The borrowing capacity, based until now on the size of its economy, the dominance of the dollar, and global confidence, with which wars, crises, and internal or external adjustments have been financed, in addition to a world leadership based on trade, investment, innovation, and internal growth, is being exhausted because the borrowing capacity is not unlimited, and furthermore, the expansionist policy, although intended to nourish the country in exchange for others, is straining everything.
Expanding militarily, economically, or technologically only makes sense if the revenues exceed the costs, but spending on defense and global security is not generating direct growth.
Sanctions, trade wars, or tariffs, even against partner countries, reduce trade rather than expand it.
The dollar, we repeat, is becoming discredited as a reference currency, weakening progressively.
Therefore, what was once a dominant power is now a defensive power, with the possibility of alternative financial systems being created outside the dollar, and in a climate of confrontation, REJECTION CASES could occur, this is already happening, with Danish, Swedish, and Finnish investment and pension funds reducing their debt positions in the US.
In summary:
The United States, like those who bought homes with subprime mortgages without having the money to repay them, has lived beyond its means for decades, and it seems that debt crises may force historic decisions involving:
- Paying interest and debt by reducing social spending or investment.
- Accepting the loss of global influence.
- Redefining military commitments and alliances.
- Redistributing the adjustment costs internally among the Americans themselves.
The shock wouldn’t be limited to home soil:
-A single drop of poison clouds the ocean.
It would be the same effect as when there is a systemic collapse of organs in a damaged or diseased body.
Some solutions include:
- Eliminate economic or strategic commitments to prioritize fixing domestic problems.

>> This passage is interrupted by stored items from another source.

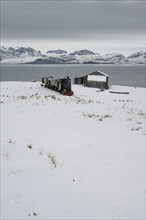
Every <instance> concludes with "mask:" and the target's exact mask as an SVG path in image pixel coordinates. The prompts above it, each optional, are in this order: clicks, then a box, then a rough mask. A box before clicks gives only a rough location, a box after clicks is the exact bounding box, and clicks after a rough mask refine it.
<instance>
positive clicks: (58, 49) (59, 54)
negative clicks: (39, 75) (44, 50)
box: [47, 49, 67, 55]
mask: <svg viewBox="0 0 146 220" xmlns="http://www.w3.org/2000/svg"><path fill="white" fill-rule="evenodd" d="M63 54H67V51H65V50H60V49H58V50H48V51H47V55H63Z"/></svg>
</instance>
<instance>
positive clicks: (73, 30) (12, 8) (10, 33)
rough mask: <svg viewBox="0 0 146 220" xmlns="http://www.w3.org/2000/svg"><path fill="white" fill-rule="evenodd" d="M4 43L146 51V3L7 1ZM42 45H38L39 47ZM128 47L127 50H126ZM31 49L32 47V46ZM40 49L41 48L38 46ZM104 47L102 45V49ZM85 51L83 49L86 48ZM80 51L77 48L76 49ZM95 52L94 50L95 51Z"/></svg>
mask: <svg viewBox="0 0 146 220" xmlns="http://www.w3.org/2000/svg"><path fill="white" fill-rule="evenodd" d="M1 41H2V43H3V42H4V43H5V42H7V43H8V42H16V41H17V42H22V43H25V42H30V44H31V43H32V44H34V42H35V43H36V44H38V43H39V44H40V49H41V43H42V45H43V43H44V42H48V44H49V42H51V46H52V47H53V42H54V46H55V42H56V43H57V46H59V43H60V48H61V45H62V46H65V42H66V45H67V43H68V45H69V43H72V44H73V45H75V44H76V45H78V44H80V43H79V42H82V45H83V42H84V44H85V46H84V48H86V45H87V44H88V47H90V46H89V45H90V44H91V45H93V44H94V43H95V44H96V45H99V43H100V45H101V44H103V46H104V47H105V45H107V47H108V44H109V47H112V46H111V45H113V48H117V50H118V45H119V49H120V48H121V49H122V47H125V48H127V47H128V42H129V48H132V47H133V48H134V47H135V49H136V48H137V49H138V48H139V49H140V48H141V49H142V48H144V43H145V42H144V41H145V1H144V0H137V1H136V0H133V1H129V0H121V1H120V0H114V1H111V0H106V1H105V0H102V1H98V0H89V1H87V0H86V1H75V0H72V1H71V0H68V1H62V0H58V1H56V0H54V1H49V0H48V1H43V0H40V1H38V0H33V1H30V0H24V1H23V0H19V1H14V0H9V1H7V0H3V1H1ZM37 42H38V43H37ZM124 45H125V46H124ZM30 46H31V45H30ZM37 46H38V45H37ZM101 46H102V45H101ZM82 47H83V46H82ZM75 49H76V48H75ZM91 49H92V48H91ZM127 49H128V48H127Z"/></svg>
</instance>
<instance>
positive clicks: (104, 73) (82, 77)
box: [75, 70, 109, 79]
mask: <svg viewBox="0 0 146 220" xmlns="http://www.w3.org/2000/svg"><path fill="white" fill-rule="evenodd" d="M97 73H100V74H102V75H103V76H106V77H109V76H108V75H107V74H105V73H103V72H101V71H100V70H96V71H94V72H92V73H89V74H87V75H85V76H88V75H96V74H97ZM85 76H80V77H75V78H76V79H80V78H84V77H85Z"/></svg>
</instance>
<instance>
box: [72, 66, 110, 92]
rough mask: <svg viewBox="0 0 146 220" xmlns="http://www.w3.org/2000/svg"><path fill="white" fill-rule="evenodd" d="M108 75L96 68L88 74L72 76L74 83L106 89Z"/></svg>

- Invest only in what is profitable in the short term, with measurable and real returns, so that, for example, technology and defense take a secondary role.

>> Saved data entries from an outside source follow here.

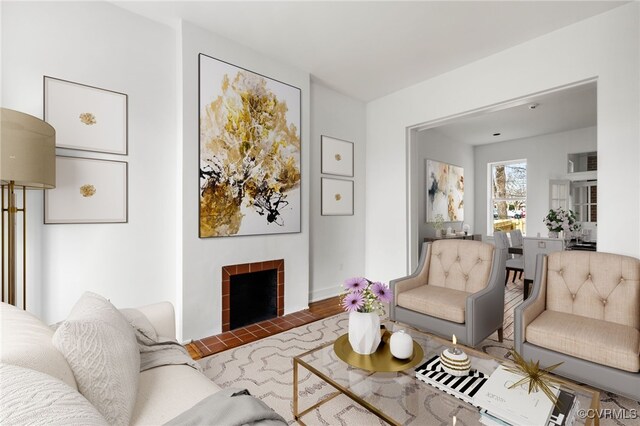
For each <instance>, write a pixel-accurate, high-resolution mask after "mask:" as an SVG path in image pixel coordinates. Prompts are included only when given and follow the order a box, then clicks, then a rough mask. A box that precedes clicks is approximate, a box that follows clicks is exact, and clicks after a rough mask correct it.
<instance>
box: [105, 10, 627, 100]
mask: <svg viewBox="0 0 640 426" xmlns="http://www.w3.org/2000/svg"><path fill="white" fill-rule="evenodd" d="M114 3H115V4H116V5H118V6H120V7H122V8H124V9H127V10H130V11H132V12H135V13H138V14H140V15H143V16H145V17H148V18H150V19H153V20H156V21H159V22H162V23H164V24H167V25H170V26H174V27H175V26H177V24H178V22H179V20H180V19H183V20H185V21H189V22H191V23H194V24H196V25H198V26H200V27H202V28H205V29H207V30H209V31H211V32H213V33H215V34H218V35H220V36H223V37H225V38H228V39H231V40H233V41H235V42H236V43H240V44H242V45H245V46H247V47H249V48H252V49H254V50H256V51H258V52H260V53H261V54H263V55H265V56H268V57H271V58H274V59H277V60H279V61H281V62H283V63H286V64H290V65H292V66H294V67H297V68H299V69H301V70H304V71H306V72H309V73H310V74H311V76H312V78H313V79H314V80H315V81H318V82H320V83H322V84H324V85H326V86H328V87H331V88H333V89H335V90H337V91H339V92H341V93H344V94H346V95H349V96H351V97H354V98H356V99H359V100H362V101H365V102H367V101H370V100H373V99H376V98H379V97H381V96H384V95H387V94H389V93H392V92H394V91H397V90H400V89H402V88H405V87H408V86H411V85H413V84H416V83H418V82H421V81H423V80H426V79H429V78H431V77H434V76H436V75H439V74H442V73H445V72H447V71H450V70H452V69H455V68H458V67H461V66H463V65H465V64H468V63H471V62H473V61H476V60H478V59H481V58H483V57H486V56H488V55H491V54H494V53H497V52H500V51H502V50H505V49H508V48H509V47H512V46H515V45H518V44H520V43H523V42H525V41H527V40H531V39H533V38H536V37H539V36H541V35H543V34H546V33H549V32H551V31H555V30H557V29H559V28H562V27H565V26H567V25H571V24H573V23H575V22H578V21H580V20H583V19H586V18H589V17H591V16H594V15H597V14H599V13H602V12H605V11H607V10H609V9H612V8H615V7H618V6H620V5H622V4H624V3H627V2H626V1H621V2H620V1H407V2H404V1H373V2H369V1H333V2H321V1H289V2H279V1H257V2H249V1H227V2H217V1H208V2H175V1H142V2H135V1H115V2H114Z"/></svg>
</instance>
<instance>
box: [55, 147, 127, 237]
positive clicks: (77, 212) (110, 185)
mask: <svg viewBox="0 0 640 426" xmlns="http://www.w3.org/2000/svg"><path fill="white" fill-rule="evenodd" d="M127 204H128V203H127V163H126V162H124V161H112V160H96V159H93V158H80V157H64V156H57V157H56V187H55V189H47V190H45V191H44V223H45V224H54V223H125V222H127Z"/></svg>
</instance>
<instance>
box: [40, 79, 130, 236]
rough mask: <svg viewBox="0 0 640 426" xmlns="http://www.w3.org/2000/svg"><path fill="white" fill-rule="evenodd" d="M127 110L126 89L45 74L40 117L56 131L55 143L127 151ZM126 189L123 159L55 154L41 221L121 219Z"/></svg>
mask: <svg viewBox="0 0 640 426" xmlns="http://www.w3.org/2000/svg"><path fill="white" fill-rule="evenodd" d="M127 115H128V98H127V95H126V94H124V93H119V92H114V91H111V90H106V89H100V88H97V87H93V86H88V85H84V84H79V83H74V82H71V81H67V80H61V79H58V78H53V77H49V76H44V111H43V118H44V121H46V122H47V123H49V124H51V125H52V126H53V127H54V128H55V130H56V148H62V149H65V150H73V151H85V152H93V153H101V154H109V155H127V153H128V120H127ZM127 188H128V164H127V162H125V161H117V160H111V159H104V158H86V157H79V156H70V155H57V156H56V187H55V188H54V189H49V190H46V191H44V223H45V224H63V223H68V224H70V223H125V222H127V221H128V207H127V205H128V189H127Z"/></svg>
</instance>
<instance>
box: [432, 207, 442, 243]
mask: <svg viewBox="0 0 640 426" xmlns="http://www.w3.org/2000/svg"><path fill="white" fill-rule="evenodd" d="M433 229H435V231H436V238H440V237H442V231H443V230H444V216H442V214H441V213H438V214H437V215H436V216H435V217H434V218H433Z"/></svg>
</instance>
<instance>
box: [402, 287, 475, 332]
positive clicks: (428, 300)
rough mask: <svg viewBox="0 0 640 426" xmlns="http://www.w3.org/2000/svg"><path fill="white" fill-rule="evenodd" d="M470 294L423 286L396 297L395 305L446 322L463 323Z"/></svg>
mask: <svg viewBox="0 0 640 426" xmlns="http://www.w3.org/2000/svg"><path fill="white" fill-rule="evenodd" d="M469 294H470V293H467V292H465V291H460V290H453V289H450V288H444V287H438V286H433V285H423V286H420V287H417V288H414V289H412V290H409V291H405V292H402V293H400V294H399V295H398V299H397V305H398V306H401V307H403V308H407V309H411V310H412V311H416V312H420V313H423V314H426V315H430V316H433V317H436V318H442V319H444V320H447V321H453V322H457V323H460V324H463V323H464V312H465V306H466V301H467V297H468V296H469Z"/></svg>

- Increase the tax burden, despite the political backlash, by making a much more equitable distribution of wealth.
- Restore international trust by reducing belligerent noise.
- Reinterpreting what leadership means, not focusing so much on personal branding, but on a more cooperative economy where every part counts in providing solutions, and not just focusing on the State as a business.
Of course, you can continue in the same vein, and in that case we recommend watching a film by STANLEY KUBRICK: DR. STRANGELOVE OR: HOW I LEARNED TO STOP WORRYING AND LOVE THE BOMB
As an interesting side note: While searching for an image to illustrate this article, we used an AI, and in the prompt, in addition to specifying that the image should allude to the current moment, the word “spectacle” slipped in, and this was the result:

The American debt spectacle – Satur Dopar | Grok
A true homage to classic musicals, this production features not swimmers or dancers with spectacular legs, but rather Asian women (dressed in period style) in the dance troupe, with penguins paying tribute to the president, and the Star-Spangled Banner as the main protagonists. The set design is absolutely marvelous: oil wells, ice formations that surely conceal rare earth elements, and banknotes flying everywhere. Note the detail of the canary in a bow tie. It might seem like an intruder… or not.